[Marxism] On Kung Fu Hustle

Yoshie Furuhashi furuhashi.1 at osu.edu
Thu May 12 17:18:44 MDT 2005


Michael Hoover wrote:

>hi yoshie, tried to post comments re. _kfh_ at critical montages, 
>not sure that i succeeded...

I just checked the blog to see if your comments are up, and, yes, 
they are up at 
<http://montages.blogspot.com/2005/05/kung-fu-hustle.html>!

>more seriously, _kfh_ would appear to accomplish for Chow/Chiaiu 
>what _shaolin soccer_ was supposed to accomplish before Miramax 
>screwed up distribution of what was largest grossing pic in hk 
>history: global reach...

According to Roger Ebert, "Miramax bought it, and shelved it for two 
years, apparently so Harvey Weinstein could cut it by 30 minutes, get 
rid of the English dubbing, restore the subtitles, and open it one 
week after his own 'Kill Bill Vol. 2'" 
(<http://rogerebert.suntimes.com/apps/pbcs.dll/article?AID=/20040423/REVIEWS/404230305/1023>, 
23 Apr. 2004).  :-0

I just watched Shaolin Soccer on dvd.  A lot of fun!

Shaolin Soccer is ambivalent about homosexuality: on one hand, it has 
a homophobic/homoerotic humor involving eggs and Stephen Chow's 
crotch; on the other hand, an outtake that comes before the final 
credits casually reveals that the person to whom the goalie 
proclaimed love on the cell phone before he fell victim to the Evil 
Team and was replaced by Mui was male rather than female.

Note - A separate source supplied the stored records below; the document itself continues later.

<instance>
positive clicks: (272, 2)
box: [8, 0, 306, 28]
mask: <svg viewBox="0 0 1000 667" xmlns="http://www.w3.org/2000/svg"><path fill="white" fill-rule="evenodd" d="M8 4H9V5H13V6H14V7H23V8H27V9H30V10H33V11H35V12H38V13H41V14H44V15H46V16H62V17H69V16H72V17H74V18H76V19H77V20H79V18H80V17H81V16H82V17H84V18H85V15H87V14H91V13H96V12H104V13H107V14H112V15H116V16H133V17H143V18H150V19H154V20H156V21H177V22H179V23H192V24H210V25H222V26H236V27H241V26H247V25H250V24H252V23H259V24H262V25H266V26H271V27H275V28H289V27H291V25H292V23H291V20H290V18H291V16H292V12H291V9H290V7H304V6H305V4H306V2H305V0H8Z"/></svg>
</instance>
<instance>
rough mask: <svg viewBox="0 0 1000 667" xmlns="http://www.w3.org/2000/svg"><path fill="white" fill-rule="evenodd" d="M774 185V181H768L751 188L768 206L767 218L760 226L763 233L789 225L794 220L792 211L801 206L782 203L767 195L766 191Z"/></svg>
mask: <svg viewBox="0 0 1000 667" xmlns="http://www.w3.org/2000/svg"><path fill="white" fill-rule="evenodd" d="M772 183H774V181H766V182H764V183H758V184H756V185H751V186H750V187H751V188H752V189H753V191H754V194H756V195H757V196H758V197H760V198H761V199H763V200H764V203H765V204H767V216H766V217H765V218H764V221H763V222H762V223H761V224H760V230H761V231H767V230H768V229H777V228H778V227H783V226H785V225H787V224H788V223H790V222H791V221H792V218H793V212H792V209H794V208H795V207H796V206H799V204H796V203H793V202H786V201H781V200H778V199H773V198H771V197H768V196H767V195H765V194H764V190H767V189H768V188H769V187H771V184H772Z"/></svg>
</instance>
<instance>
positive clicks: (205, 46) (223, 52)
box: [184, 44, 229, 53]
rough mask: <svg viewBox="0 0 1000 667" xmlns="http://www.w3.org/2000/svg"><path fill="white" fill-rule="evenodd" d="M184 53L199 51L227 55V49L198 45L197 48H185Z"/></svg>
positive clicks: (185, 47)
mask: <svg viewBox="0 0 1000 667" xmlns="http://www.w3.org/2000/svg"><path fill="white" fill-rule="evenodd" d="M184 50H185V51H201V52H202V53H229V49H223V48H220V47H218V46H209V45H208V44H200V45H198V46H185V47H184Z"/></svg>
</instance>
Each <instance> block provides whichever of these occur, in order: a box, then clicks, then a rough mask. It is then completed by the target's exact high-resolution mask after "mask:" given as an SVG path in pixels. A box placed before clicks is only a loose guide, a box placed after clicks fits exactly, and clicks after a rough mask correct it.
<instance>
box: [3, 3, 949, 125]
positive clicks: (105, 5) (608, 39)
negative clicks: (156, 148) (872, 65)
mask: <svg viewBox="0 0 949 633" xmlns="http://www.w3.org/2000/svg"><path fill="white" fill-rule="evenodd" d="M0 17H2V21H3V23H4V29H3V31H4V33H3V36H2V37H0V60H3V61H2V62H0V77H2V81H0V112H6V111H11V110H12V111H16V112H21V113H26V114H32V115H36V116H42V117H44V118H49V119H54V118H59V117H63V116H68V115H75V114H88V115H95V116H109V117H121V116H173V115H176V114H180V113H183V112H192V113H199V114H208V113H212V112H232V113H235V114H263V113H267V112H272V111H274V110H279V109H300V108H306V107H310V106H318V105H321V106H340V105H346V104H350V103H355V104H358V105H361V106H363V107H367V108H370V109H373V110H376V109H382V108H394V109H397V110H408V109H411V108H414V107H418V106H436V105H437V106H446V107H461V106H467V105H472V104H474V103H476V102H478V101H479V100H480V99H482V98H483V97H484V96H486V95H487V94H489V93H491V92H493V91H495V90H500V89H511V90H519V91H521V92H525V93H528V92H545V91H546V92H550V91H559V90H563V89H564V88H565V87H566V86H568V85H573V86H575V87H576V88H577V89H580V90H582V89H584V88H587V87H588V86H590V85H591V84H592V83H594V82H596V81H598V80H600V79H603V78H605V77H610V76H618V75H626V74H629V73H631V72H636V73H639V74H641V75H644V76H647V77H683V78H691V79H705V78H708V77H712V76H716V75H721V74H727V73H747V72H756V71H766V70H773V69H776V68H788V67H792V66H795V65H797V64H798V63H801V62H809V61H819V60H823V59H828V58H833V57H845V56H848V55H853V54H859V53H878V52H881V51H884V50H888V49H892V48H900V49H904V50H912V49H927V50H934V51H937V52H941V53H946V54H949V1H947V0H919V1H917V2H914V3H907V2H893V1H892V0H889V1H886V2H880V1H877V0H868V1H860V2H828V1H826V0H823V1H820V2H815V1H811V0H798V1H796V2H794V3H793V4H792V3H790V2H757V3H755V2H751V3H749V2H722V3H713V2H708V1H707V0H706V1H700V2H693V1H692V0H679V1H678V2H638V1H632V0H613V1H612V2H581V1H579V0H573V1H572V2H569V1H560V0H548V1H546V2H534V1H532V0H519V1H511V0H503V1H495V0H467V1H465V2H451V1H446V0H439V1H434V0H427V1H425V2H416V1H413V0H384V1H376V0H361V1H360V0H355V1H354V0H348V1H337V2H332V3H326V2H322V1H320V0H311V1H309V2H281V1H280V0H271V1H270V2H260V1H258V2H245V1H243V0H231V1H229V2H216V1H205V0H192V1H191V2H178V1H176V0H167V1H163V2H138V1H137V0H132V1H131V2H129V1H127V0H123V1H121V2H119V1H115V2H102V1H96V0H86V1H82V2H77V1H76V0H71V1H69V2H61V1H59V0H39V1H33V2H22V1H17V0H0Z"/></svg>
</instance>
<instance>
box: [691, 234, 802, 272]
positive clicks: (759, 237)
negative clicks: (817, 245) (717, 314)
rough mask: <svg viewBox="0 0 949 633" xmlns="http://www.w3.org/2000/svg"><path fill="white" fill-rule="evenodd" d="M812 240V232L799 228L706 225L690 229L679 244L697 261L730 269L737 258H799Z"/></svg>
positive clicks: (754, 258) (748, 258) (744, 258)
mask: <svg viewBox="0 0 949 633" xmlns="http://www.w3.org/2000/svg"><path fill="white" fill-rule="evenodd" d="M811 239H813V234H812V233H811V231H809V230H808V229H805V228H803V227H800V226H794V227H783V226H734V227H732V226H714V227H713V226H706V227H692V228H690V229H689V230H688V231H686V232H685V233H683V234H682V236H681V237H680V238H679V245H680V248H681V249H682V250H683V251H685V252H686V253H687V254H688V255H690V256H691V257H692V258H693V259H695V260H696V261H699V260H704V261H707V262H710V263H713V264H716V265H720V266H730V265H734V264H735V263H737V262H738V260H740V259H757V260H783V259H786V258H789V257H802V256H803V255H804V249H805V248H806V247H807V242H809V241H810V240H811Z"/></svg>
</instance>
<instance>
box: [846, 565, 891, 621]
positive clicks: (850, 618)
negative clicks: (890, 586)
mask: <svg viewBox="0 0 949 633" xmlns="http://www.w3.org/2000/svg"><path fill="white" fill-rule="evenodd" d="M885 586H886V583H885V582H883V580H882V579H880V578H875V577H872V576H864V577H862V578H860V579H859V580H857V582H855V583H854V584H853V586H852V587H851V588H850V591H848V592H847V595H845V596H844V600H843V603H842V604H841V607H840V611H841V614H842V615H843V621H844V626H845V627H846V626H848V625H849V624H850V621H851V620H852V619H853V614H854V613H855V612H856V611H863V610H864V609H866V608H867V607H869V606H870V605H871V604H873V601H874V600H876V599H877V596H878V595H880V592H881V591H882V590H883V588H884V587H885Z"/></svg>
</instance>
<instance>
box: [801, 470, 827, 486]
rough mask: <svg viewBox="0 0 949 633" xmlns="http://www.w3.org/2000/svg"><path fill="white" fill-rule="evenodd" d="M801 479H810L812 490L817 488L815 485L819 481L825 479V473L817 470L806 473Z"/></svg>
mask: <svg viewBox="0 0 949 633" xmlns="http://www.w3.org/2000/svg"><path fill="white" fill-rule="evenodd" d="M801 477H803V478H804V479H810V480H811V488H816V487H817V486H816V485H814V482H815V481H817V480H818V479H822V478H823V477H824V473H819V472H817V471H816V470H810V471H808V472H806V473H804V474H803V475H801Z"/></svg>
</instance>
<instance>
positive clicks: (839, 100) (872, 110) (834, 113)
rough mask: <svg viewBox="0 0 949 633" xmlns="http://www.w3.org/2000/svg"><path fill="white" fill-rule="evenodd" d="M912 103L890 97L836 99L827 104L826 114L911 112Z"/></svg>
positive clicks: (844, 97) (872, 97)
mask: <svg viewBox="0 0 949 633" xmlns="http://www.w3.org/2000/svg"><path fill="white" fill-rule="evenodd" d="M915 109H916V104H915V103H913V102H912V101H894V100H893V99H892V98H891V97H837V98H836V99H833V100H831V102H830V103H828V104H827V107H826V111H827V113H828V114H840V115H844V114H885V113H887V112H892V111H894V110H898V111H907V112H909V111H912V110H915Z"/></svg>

>_kfh_ goes beyond chow's experimentation with combining computer 
>graphics and live action in previous flick, present film is dramatic 
>departure for filmmaker who built career on use of obscure puns and 
>nonsense language known as 'mo-lay-tau' (literally nine follows 
>eight, but nine doesn't have anything to do with eight, its 
>definitions ranging from 'without a shred of evidence' to 'at evens 
>and odds') *and* local geographic markers*
>
>chow's intense use of cantonese slang and hk settings was empowering 
>for local audiences, because only native practicing cantonese 
>speakers (or those living in hk and especially fluent) got the 
>jokes, moreover, he would reinvest common cantonese expressions with 
>new meanings, not always translatable into mandarin speakers reading 
>subtitles or english*
>
>in contrast, chow's new internationalism both downplays comedic 
>dialogue (mo-lay-tau is pretty much absent) *and* the film is set in 
>pre-1949 shanghai * btw: several critics have suggested that axe 
>gang is chow's wry comment on ccp leadership (chow himself says that 
>chinese gov't censors did not remove any jokes...
>
>in any event, conglomerates have entered the scene, _kfh_ is 
>columbia pictures (subsidiary of sony which has released film in 
>u.s. through its sony classics division) -bejing film studio 
>co-production, columbia pictures' asian operation has invested 
>pretty heavily in mainland china's film industry infrastructure in 
>recent years, chow's new film reflects loss of localism in hk cinema 
>and raises questions about whether it will it be able to retain its 
>distinctiveness in global marketplace*   michael hoover

HK action cinema has translated far better in the international 
market than Bollywood (Bride and Prejudice, for instance, sucked). 
Global production probably won't destroy HM cinema, as long as there 
continues to be a strong local market for it in HK.  Threats to 
national cinemas, I think, are mainly imports, rather than exports or 
transnational investments (e.g., there would be little to no African 
cinema without French money), especially if imports are backed by 
powerful distributors who can hog available screens.